Transporter des mines dans les tubes depuis la base est une
mauvaise idée, car cela empêche le bateau d'attaquer
des cibles appropriées en cours de route. À cette
occasion, l'U-33 transporte 12 mines TMB et six torpilles.
Cela signifie que tout est logé à
l'intérieur de la coque épaisse et qu'il n'est pas
nécessaire de transférer des torpilles ou des mines
depuis des conteneurs de stockage externes situés sous le
pont extérieur. Un tel transfert est assez difficile et,
à cette époque de l'année, met en danger la
vie des hommes qui doivent travailler à l'extérieur
pendant quelques heures alors que la mer les entoure.

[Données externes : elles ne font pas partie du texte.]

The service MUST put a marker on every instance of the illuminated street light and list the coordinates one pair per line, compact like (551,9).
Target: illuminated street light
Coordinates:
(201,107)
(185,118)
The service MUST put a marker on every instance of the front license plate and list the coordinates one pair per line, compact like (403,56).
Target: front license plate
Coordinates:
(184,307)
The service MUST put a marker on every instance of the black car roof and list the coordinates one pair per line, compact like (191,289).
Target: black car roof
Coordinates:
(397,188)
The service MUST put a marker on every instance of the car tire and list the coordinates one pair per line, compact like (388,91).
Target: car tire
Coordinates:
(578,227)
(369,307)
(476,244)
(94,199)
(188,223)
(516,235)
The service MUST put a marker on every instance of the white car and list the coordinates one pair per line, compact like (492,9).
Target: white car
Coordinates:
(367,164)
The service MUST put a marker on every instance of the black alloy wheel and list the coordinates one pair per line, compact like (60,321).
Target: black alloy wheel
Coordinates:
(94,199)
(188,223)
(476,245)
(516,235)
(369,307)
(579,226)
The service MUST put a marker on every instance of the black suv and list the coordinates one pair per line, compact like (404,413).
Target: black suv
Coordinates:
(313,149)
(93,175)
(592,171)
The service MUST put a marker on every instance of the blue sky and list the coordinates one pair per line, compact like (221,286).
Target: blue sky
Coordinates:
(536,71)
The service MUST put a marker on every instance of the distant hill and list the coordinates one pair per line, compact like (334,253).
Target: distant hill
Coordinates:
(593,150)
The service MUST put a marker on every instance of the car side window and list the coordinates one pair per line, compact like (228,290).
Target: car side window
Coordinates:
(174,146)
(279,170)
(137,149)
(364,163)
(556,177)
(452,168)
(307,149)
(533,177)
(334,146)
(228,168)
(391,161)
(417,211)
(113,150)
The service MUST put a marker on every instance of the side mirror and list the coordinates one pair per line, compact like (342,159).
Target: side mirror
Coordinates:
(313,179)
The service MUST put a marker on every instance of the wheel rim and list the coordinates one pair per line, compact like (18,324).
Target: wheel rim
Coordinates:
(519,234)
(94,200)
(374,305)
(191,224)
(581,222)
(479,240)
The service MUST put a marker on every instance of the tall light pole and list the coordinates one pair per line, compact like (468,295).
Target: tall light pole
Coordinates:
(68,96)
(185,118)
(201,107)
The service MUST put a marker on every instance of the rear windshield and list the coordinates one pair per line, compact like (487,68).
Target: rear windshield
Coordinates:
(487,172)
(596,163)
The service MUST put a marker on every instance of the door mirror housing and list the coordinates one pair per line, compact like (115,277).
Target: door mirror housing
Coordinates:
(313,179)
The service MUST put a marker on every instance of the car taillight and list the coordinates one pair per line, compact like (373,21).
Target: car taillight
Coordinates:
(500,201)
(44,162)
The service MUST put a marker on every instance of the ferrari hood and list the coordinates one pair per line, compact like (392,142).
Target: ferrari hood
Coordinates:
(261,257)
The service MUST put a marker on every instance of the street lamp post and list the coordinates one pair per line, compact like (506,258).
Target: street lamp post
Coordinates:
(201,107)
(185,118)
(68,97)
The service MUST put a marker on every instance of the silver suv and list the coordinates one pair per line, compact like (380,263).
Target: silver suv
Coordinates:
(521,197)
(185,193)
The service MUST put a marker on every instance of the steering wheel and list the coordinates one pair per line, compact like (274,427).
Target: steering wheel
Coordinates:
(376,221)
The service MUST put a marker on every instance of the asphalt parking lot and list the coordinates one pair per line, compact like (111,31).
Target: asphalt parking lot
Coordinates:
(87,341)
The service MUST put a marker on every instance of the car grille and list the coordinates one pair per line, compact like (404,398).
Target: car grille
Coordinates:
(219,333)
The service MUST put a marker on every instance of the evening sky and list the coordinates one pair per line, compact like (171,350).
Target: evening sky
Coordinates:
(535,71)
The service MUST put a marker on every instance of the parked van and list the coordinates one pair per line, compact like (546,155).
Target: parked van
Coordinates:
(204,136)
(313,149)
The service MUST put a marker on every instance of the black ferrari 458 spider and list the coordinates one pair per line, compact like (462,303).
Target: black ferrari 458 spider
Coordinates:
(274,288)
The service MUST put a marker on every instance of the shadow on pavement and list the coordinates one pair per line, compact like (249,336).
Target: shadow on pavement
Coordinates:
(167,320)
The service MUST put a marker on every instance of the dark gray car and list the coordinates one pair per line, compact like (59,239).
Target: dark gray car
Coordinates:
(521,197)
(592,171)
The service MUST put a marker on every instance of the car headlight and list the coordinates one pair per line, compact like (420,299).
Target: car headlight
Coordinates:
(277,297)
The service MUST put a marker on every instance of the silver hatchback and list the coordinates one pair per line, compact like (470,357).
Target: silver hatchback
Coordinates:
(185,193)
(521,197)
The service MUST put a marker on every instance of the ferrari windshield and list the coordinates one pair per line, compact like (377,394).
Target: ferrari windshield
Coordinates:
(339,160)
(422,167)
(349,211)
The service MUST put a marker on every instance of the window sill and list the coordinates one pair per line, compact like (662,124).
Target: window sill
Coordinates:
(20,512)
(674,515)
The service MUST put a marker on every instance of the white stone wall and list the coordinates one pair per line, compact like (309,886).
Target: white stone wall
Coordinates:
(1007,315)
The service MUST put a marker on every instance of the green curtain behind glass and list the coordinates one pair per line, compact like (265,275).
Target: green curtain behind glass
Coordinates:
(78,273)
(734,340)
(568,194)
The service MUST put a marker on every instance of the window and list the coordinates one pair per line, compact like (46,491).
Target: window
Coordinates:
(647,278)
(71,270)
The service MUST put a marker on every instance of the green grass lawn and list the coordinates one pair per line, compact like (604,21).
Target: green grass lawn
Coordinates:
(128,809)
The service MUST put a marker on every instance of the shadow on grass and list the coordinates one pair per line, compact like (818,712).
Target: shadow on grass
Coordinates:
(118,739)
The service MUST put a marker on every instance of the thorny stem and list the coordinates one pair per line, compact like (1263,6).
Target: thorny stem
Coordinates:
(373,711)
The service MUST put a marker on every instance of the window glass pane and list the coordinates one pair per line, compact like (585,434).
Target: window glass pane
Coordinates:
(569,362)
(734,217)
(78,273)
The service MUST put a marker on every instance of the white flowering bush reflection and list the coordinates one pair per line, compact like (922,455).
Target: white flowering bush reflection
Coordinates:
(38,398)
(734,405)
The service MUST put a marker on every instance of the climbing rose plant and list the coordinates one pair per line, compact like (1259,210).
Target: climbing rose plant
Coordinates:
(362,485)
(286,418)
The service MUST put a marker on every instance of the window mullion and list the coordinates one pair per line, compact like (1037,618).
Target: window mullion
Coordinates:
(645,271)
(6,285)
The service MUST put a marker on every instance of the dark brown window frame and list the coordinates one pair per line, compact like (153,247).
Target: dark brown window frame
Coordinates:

- Les documents secrets à bord sont réduits au
strict minimum ; les bateaux effectuant des opérations de
mouillage de mines ne transportent généralement pas
de documents susceptibles de compromettre d'autres
opérations. Ils sont donc très seuls, ne pouvant
même pas comprendre le code radio utilisé par les
bateaux autour d'eux, bien qu'ils aient toujours la machine
Enigma normale à bord, ainsi que tous les rotors navals
pour la faire fonctionner. Von Dresky sait probablement que la
tâche colossale de miner l'estuaire de la Clyde est
avortée quelques semaines plus tôt par l'U-32 de Hans Jenisch. Neuf mois plus tard,
Jenisch reçoit la Croix de Chevalier, ce qui montre qu'il
n'est pas un second couteau qui aurait pu être
découragé par un peu d'opposition.
- Les historiens ont suggéré que l'équipage
de l'U-33 savait qu'il s'engageait dans une mission
particulièrement dangereuse, car un haut responsable nazi
avait visité le sous-marin peu avant le départ. Il
est possible que l'équipage ait été
conscient des dangers qui l'attendaient, mais le reste de
l'affirmation doit être mis sur le compte de la propagande
bon marché habituelle. Le haut gradé en question
était le chef des sous-marins, l'Admiral Karl Dönitz,
qui accompagnait fréquemment les bateaux en partance et
était généralement présent pour les
accueillir à leur retour. De plus, la mission de
l'U-33 n'était pas plus dangereuse que la
quarantaine de mouillages de mines réussis qui avaient
déjà eu lieu.
- Le soir du naufrage de l'U-33, le HMS Gleaner
(Lt-Cdr H. P. Price) patrouille dans les confins de l'estuaire de
la Clyde, au large de la pointe sud de l'île d'Arran. Le
Gleaner est également été
décrit comme un « nettoyeur » et un dragueur
de mines, mais il a en réalité servi de navire de
recherche avant la guerre avant d'être transformé
précipitamment en navire anti-sous-marin, ce qui lui vaut
d'être reclassé en sloop. Équipé d'un
équipement ASDIC, d'un armement de 40 charges de
profondeur et de nombreux canons légers, il est
parfaitement adapté à la chasse aux sous-marins. Il
est 02h50 le 12 Février 1940 lorsque l'opérateur de
l'hydrophone du Gleaner signale des bruits
mécaniques à l'avant tribord. L'officier de quart,
le Sub-Lieutenant E. P. Reade, met le navire en état de
combat et fait réveiller le commandant. La source du bruit
se trouve encore à plus d'un kilomètre et demi de
distance, ce qui, par cette nuit noire, empêche toute
identification de la cause du vacarme. Accélérant,
le Gleaner se dirige vers l'intrus potentiel.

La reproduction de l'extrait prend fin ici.